Study modern ideas surrounding tumourigenesis and tumour progression. The first part of the course covers our current understanding of the molecular basis of tumour progression. Following lectures will focus both on research into the fundamentals of cancer biology and the biochemical basis for the treatment of patients with cancer.

This module covers some of the more modern ideas surrounding tumourigenesis and tumour progression. The first part of the course will cover our current understanding of the molecular basis of tumour progression. Following lectures will focus both on research into the fundamentals of cancer biology and the biochemical basis for the treatment of patients with cancer. The following features will be included:

1. The role of oncogenes and tumour suppressor genes in normal and tumour cells.
2. Multistep tumourigenesis and the hallmarks of cancer.
3. Cancer cell invasion and metastasis.
4. Genome instability.
5. Cancer stem cells.
6. The tumour microenvironment.
7. Cancer research.
8. Cancer therapy.

The aim of this course is to expand the student’s knowledge of how cancer cells form, how they metastasise and explain and discuss how cancer research is undertaken and current approaches to cancer treatments.

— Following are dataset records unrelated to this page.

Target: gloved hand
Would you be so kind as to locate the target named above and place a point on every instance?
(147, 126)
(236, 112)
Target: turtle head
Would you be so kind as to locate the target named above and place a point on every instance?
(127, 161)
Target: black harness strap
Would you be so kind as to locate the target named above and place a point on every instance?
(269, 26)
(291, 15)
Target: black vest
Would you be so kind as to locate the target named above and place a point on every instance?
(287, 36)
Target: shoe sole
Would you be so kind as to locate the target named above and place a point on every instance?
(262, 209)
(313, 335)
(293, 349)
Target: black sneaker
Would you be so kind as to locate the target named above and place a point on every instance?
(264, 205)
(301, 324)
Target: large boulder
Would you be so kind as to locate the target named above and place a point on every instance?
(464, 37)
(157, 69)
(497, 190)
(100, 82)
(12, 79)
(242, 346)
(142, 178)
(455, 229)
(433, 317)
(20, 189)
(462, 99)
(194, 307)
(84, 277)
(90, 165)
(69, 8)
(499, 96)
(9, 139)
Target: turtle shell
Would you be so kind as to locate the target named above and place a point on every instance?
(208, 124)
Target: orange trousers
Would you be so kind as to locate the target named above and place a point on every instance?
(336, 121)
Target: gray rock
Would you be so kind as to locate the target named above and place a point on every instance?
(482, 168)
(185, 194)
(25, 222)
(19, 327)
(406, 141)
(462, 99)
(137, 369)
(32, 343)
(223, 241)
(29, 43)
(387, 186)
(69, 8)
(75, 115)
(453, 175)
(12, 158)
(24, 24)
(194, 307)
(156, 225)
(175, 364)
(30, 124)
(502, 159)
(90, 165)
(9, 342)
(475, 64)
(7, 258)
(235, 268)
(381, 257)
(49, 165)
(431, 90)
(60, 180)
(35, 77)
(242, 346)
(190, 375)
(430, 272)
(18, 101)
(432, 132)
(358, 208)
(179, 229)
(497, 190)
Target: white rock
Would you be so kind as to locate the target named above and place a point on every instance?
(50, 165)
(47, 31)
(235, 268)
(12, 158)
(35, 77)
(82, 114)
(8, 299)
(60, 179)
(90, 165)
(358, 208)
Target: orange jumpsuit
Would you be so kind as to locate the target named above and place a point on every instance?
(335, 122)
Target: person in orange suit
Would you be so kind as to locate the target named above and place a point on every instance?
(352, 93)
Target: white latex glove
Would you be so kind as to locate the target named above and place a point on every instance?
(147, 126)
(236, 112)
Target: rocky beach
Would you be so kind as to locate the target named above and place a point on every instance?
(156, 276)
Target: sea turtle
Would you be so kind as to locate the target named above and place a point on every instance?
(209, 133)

A consideration of science ‘as a process’, with brief introductions to the history, philosophy and sociological norms of science. You will cover aspects of the scientific literature and scientific communication, peer review, 'metrics’, including citation analysis, journal impact factors, and the 'h' and other indices of measuring scientists' performances. You will also cover ethics in science and the changing relationship between scientists, government and the public. You will have a three hour lecture once per week during this module.

This module will introduce you to advanced ideas about aspects of cellular and molecular immunology. You will learn about innate and humoral immunity and how humans can mount defence against infections from agents such as the HIV and diseases such as asthma. In addition you will find out about the major proteins involved and the genes coding for some of the proteins will be discussed. There will be two hours of lectures a week.

The aim of this module is to enable you to describe the human immunoglobulin E (IgE) network and the mechanisms of allergic tissue damage. It also explores how to establish strategies for immunological intervention.

This is an advanced level biological statistics module which builds on basic undergraduate training. Lectures discuss concepts in experimental design, biological probability, generalised linear modelling and multivariate statistics. Practical sessions build on this conceptual outline, giving you hands-on experience of problem solving and analytical software, and some basic programming skills. You will spend three to four hours within lectures and workshops when studying this module.